Challenge to Money Laundering Tactic Fails

      WASHINGTON (CN) — A federal judge dismissed claims by Andorran bank owners that the U.S. Treasury tries to duck judicial review in money laundering cases.
     Ramon and Higini Cierco sued the U.S. Treasury and the Financial Crimes Enforcement Network, or FinCEN, for issuing a “death sentence” to the Andorran bank Banc Privada d’Andorra (BPA).
     FinCEN called the bank a “primary money laundering concern,” and ordered U.S. banks to stop doing business with it in 2015, effectively expelling the bank from the U.S. financial system. After Andorran regulators took control of BPA in response to the FinCEN notice, the agency withdrew the notice early this year, finding the bank no longer of “primary money laundering concern,” according to U.S. District Judge James Boasberg’s case summary in his May 18 opinion.

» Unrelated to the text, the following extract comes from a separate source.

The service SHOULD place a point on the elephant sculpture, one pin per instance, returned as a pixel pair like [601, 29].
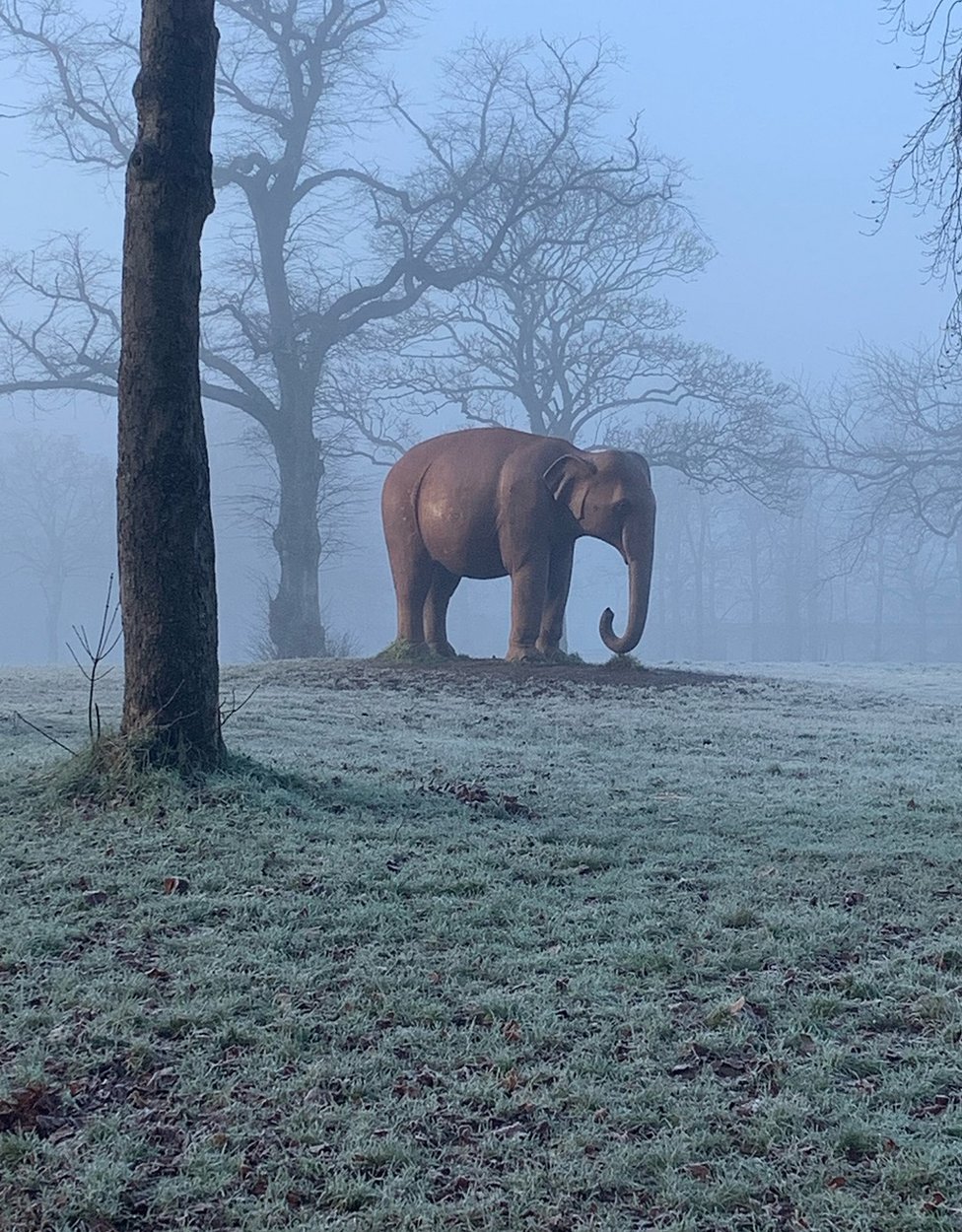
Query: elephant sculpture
[493, 502]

     “The steps taken by the authorities in Andorra sufficiently protect the U.S. financial system from the money laundering risks previously associated with BPA,” FinCEN told the court, in its motion to dismiss.
     The Ciercos called FinCEN’s decision a “blatant effort to avoid any judicial scrutiny of the legality of its actions,” in a February statement through PR Newswire.
     But Boasberg dismissed the case on Wednesday.
     Boasberg’s ruling spells the plaintiffs’ names “Cicero,” but the complaint and the news release spells it name “Cierco.” They claimed that the Treasury insulates itself from judicial review by issuing a notice, prompting foreign governments to take action against a bank, then withdrawing its notice to moot any challenge.
     Boasberg didn’t buy it.
     “Troubling as these accusations may be in the abstract, the court does not believe this characterization is correct,” the judge wrote.
     U.S. District Judge Christopher Cooper, also in the District of Columbia, ruled in August last year that FinCEN had erred by issuing such a notice to FBME bank, which is headquartered in Tanzania but operates primarily out of Cyprus.
     FBME won an injunction against FinCEN’s “death sentence,” and in November the agency asked for a voluntarily remand to revisit the matter rather than appealing.
     In that case, “Treasury issued its final rule before the plaintiffs brought suit, and it did not withdraw that rule either before or after it was challenged — a course of action that undermines plaintiffs’ belief that the government consistently acts to insulate its decisions from review. In sum, although plaintiffs may not act as foreign banks’ standard bearer in this case, others may serve the same role in the future,” Boasberg said.